谷口 無自覚に「おっさんという病」に侵されている人も結構いると思う。まず気づいてもらった方がいいなと。びっくりしたのが、本を読んで「俺ってもしかしてこういうおっさんになってるかも?」と省みている人が周囲にも結構いたことですね。

 若い人や女性など、組織の中でやりづらさを感じている人の言語化にもつながればいいと思っています。

――本の中で何度か、嫉妬という言葉が“男へん”ではなく“女へん”であることに疑問を示されています。それほど「おっさん」からの圧が……。

谷口 新リーグの審査で、自分の家族と関わりのあるチームを優遇したかのようなうわさを流されまして。

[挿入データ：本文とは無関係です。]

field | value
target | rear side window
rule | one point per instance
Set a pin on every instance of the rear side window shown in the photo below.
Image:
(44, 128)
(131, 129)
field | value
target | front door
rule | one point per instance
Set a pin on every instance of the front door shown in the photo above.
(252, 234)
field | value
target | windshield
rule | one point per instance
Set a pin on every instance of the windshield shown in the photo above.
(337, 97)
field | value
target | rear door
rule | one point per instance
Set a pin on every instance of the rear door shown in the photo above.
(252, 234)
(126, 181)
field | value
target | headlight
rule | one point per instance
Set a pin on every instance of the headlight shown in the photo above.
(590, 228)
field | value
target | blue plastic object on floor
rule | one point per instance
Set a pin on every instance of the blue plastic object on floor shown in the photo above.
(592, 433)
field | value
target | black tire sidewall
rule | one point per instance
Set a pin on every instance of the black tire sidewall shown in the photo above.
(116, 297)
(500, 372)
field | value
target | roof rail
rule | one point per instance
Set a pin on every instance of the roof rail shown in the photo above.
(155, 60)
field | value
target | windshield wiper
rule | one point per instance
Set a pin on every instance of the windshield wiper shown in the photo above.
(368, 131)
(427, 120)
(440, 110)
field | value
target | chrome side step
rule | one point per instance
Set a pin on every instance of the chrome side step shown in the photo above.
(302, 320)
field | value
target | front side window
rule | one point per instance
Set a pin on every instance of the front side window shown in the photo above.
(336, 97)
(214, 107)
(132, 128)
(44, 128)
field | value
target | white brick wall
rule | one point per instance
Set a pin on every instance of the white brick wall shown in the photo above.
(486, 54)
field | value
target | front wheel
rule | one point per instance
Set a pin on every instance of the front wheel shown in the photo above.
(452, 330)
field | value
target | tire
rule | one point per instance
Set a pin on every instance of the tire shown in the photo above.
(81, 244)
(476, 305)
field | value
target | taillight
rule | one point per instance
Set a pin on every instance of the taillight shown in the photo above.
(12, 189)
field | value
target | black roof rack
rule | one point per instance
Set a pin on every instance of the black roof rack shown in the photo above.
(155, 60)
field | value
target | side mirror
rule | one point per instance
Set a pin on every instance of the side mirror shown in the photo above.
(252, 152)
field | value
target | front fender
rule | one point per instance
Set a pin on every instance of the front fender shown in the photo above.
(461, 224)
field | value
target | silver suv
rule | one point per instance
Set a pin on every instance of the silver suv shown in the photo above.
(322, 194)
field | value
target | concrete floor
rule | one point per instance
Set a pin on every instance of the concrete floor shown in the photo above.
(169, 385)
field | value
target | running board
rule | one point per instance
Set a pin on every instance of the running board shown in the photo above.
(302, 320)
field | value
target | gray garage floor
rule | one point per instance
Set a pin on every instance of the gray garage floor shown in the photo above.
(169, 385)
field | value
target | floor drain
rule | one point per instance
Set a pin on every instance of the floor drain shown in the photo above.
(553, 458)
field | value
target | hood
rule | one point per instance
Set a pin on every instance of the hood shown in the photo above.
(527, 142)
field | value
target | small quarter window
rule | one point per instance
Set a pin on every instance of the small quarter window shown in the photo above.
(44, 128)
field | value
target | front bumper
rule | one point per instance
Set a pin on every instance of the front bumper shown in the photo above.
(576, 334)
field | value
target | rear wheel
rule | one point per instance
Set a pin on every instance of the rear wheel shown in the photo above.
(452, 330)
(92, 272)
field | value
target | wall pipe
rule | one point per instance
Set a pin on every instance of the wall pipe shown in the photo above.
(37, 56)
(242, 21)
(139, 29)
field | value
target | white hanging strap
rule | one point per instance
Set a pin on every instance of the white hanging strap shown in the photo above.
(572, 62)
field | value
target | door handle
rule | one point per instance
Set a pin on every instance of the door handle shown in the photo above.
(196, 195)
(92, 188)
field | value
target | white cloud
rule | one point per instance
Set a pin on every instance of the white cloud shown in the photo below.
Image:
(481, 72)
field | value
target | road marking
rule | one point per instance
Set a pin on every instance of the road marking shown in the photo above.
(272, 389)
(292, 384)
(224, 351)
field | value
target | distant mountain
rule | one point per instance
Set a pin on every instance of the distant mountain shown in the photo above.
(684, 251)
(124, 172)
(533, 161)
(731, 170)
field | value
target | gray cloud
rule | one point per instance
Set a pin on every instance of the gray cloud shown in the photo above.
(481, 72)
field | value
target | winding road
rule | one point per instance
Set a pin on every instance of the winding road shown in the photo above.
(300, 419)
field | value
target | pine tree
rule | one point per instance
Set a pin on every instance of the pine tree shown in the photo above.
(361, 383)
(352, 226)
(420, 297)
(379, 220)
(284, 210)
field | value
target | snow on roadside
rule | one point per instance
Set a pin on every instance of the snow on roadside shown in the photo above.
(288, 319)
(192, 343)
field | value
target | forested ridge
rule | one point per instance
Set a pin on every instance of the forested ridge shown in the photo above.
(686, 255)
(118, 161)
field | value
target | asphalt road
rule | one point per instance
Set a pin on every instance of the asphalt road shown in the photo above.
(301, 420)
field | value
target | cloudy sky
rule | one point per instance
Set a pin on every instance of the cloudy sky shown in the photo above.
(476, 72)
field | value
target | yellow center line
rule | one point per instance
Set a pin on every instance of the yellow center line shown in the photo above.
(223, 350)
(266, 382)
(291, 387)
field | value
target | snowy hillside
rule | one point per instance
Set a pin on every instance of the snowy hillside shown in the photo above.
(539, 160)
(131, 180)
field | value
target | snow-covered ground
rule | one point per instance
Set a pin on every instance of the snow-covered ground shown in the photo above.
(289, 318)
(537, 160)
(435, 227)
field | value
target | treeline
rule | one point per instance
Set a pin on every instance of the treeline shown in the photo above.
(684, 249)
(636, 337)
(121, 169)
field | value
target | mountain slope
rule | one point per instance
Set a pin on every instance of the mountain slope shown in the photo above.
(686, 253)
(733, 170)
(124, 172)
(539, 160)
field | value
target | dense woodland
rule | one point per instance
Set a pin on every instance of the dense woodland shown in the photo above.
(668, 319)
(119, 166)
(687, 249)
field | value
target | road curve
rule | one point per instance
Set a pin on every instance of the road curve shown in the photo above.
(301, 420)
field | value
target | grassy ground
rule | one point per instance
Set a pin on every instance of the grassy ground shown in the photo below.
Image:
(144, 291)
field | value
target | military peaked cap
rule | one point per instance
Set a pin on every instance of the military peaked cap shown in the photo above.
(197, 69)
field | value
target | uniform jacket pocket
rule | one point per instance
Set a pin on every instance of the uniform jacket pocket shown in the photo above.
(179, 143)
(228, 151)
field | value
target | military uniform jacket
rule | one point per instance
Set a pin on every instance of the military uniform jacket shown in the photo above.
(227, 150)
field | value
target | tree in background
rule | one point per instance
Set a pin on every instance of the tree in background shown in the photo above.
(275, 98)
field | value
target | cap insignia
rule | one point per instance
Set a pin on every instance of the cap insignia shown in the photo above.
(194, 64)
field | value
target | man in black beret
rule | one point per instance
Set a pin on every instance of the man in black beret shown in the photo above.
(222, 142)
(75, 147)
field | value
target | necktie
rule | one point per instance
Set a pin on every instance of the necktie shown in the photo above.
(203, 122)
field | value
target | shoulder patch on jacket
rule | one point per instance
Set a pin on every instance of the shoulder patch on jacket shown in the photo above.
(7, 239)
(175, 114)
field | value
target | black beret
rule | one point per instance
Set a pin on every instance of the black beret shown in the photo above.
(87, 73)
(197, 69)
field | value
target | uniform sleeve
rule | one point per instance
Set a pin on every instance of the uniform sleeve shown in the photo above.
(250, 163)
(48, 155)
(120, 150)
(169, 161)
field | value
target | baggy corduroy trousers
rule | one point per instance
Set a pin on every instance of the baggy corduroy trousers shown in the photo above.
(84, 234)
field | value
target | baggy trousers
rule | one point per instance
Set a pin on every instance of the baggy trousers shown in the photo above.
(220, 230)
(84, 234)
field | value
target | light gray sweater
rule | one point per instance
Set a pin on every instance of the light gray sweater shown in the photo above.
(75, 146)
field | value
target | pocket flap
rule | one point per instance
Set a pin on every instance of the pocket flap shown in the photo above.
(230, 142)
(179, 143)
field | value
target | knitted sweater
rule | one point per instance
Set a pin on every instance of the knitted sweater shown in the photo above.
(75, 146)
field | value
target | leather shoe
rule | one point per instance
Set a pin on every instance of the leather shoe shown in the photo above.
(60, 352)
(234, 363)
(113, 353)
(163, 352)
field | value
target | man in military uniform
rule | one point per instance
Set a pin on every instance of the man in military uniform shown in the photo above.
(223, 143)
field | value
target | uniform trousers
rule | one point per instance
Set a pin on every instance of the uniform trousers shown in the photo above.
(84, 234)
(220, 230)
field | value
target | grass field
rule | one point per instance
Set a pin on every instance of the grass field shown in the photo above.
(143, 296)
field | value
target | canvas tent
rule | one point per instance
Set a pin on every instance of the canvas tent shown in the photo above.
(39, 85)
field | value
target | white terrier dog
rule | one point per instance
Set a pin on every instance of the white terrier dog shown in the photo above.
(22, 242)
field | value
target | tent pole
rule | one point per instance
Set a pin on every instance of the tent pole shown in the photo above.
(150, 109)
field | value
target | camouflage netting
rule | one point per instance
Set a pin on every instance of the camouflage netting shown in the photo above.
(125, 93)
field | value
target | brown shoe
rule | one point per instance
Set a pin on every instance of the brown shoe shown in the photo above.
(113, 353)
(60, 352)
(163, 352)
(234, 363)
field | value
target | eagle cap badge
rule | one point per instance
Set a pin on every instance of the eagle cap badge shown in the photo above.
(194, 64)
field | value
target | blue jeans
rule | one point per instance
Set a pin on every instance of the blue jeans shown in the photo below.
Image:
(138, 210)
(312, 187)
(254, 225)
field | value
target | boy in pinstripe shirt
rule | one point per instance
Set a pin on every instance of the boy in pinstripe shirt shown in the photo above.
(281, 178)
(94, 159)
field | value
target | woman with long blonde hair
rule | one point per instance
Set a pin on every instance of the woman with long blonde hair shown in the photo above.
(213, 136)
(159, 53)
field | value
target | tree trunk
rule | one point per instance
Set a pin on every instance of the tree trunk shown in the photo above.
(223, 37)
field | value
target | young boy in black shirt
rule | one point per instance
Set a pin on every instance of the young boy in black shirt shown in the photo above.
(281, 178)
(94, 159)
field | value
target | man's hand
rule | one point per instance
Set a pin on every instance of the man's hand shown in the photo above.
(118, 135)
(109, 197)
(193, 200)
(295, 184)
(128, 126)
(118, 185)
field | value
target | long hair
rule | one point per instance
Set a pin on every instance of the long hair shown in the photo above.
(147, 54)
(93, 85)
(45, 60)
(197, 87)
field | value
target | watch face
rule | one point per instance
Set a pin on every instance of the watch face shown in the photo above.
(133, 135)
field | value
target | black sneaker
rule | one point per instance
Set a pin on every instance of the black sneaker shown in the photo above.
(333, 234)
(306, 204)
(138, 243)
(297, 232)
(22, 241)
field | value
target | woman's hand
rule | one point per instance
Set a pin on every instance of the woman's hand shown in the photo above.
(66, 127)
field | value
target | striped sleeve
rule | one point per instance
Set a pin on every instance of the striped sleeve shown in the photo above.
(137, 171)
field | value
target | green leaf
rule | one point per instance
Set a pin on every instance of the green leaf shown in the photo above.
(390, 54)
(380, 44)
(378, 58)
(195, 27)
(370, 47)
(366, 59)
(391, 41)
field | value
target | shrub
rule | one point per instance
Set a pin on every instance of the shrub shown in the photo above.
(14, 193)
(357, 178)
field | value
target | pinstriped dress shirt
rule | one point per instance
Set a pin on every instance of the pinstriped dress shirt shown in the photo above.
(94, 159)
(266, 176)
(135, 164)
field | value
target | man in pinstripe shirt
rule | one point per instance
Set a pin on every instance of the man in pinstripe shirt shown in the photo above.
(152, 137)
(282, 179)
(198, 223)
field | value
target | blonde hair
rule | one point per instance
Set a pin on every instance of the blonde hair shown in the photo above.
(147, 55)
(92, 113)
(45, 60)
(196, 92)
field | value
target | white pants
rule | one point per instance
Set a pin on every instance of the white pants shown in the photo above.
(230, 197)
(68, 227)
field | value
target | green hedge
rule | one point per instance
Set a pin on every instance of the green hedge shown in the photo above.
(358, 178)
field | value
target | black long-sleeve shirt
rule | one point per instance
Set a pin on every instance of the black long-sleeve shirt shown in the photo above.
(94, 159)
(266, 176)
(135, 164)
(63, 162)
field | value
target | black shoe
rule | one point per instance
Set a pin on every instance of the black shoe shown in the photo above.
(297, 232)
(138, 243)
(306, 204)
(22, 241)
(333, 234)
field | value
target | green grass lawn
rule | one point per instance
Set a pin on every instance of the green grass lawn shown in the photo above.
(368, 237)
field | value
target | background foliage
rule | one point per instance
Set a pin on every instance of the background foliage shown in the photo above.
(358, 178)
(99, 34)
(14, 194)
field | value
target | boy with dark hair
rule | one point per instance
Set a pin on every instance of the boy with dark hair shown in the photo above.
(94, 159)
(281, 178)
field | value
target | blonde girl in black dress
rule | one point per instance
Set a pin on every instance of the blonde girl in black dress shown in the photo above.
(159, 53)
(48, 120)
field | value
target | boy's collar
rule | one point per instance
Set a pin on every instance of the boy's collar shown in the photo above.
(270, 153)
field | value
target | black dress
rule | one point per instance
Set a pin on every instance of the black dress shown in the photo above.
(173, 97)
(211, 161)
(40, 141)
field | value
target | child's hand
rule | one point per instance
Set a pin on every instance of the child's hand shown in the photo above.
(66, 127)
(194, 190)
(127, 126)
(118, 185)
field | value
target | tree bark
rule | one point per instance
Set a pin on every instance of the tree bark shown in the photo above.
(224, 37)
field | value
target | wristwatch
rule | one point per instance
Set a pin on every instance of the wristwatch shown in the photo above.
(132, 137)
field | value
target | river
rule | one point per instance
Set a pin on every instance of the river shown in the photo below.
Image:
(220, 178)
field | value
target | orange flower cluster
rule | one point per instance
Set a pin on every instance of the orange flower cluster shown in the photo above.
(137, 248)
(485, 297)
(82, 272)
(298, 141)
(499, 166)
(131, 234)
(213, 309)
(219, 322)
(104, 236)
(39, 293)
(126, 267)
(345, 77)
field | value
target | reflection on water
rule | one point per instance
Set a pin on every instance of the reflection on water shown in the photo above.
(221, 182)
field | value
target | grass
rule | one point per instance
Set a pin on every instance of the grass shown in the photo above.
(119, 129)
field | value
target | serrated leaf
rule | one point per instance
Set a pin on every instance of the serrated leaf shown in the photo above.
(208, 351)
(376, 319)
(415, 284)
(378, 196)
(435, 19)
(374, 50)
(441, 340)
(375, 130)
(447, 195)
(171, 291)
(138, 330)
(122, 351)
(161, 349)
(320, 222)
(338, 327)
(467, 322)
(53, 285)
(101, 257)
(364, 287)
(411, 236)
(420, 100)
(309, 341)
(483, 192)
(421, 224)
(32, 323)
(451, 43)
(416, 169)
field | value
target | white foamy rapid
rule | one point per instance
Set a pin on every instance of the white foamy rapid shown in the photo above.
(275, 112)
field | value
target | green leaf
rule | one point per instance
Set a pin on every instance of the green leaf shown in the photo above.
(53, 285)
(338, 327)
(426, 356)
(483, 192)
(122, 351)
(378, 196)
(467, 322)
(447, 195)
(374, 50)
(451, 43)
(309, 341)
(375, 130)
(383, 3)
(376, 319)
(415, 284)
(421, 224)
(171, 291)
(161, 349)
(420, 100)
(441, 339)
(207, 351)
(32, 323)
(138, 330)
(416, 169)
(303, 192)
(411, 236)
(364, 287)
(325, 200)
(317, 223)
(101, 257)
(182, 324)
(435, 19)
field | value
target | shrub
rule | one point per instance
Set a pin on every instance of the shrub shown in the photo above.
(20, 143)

私は息子がラグビーをやっていて、その世界に入るかもしれないのに、冤罪(えんざい)、ぬれぎぬを着せられたままというのは許せんなと。

 自分さえ黙っていたらとか、立つ鳥跡を濁さずみたいな考え方もあると思うんですけれど、黙った方はなんらかの被害は受けるので。

――週刊誌の取材があっても、審査の詳細を外部には話さずにいた谷口さんが考えを変えたのは、ラグビー協会から「協会内で知り得た情報を口外すれば法的措置を含む断固たる措置を取る」と内容証明郵便が届いたからと、本書にはあります。

谷口 秘密保持契約というのは、ライバル会社への情報漏洩(ろうえい)などを防ぐためであり、自分たちが後ろめたいことを黙らせるために秘密保持契約を持ち出すのは、目的外だと思うんですよね。

 この本が出た後に「組織の中にいる間にやれよ」とコメントした人がいるけれど、中でも十分やってきた。けれど、みんながスーッと無視した状況で、どうしようもなかったんやっていうところはあります。